With asynchronous replication changes made to a PostgreSQL's dataset are replicated after the actual transaction.

Let's assume an application inserts a record into a table. At the exact moment the transaction has been committed only the server accepting the incoming SQL statement reflects the change. None of the two other PostgreSQL servers in the StatefulSet will take notice, instantly. It takes a bit for them to retrieve changes.

If asynchronous streaming replication is set up properly, the remaining servers will retrieve changes made to their peer and store them locally. The time delay in which the servers are out of sync is called replication lag. In case of a failure this data - lagging behind - would be lost.

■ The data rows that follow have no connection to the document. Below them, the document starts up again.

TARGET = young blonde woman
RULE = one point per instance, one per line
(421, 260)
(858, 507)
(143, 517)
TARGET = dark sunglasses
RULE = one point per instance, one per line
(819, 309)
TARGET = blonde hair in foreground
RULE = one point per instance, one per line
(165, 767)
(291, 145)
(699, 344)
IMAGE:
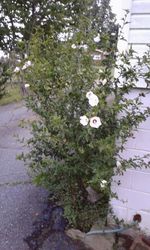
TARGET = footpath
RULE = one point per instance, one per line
(20, 201)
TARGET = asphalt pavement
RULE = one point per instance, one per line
(20, 201)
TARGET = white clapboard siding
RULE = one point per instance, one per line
(139, 36)
(140, 21)
(141, 6)
(140, 49)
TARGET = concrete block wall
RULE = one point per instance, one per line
(134, 190)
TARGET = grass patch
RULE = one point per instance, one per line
(13, 94)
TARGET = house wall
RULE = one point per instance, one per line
(134, 191)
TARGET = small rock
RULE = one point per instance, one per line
(94, 242)
(140, 246)
(146, 240)
(93, 196)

As asynchronous streaming replication in PostgreSQL means applying data changes of a particular server to a number of other servers which act as followers a clear topology is established. The server receiving all read and write requests is called the Primary and its followers are called Secondaries. Other terminologies use Leader & Followers and (obsolete) Master and Slaves.

The simplest approach is to determine the roles of primary and secondary servers statically. However, in a failure scenario it would be desirable to have automatic failure detection, leader election and leader promotion.

Automatic Failure Detection

Detecting a failure in a distributed system is a non-trivial problem which can be traced by to the well known Byzantine Generals Problem [1]. Overly simplifying, it is hard to distinguish between a failed server and a failing network connection.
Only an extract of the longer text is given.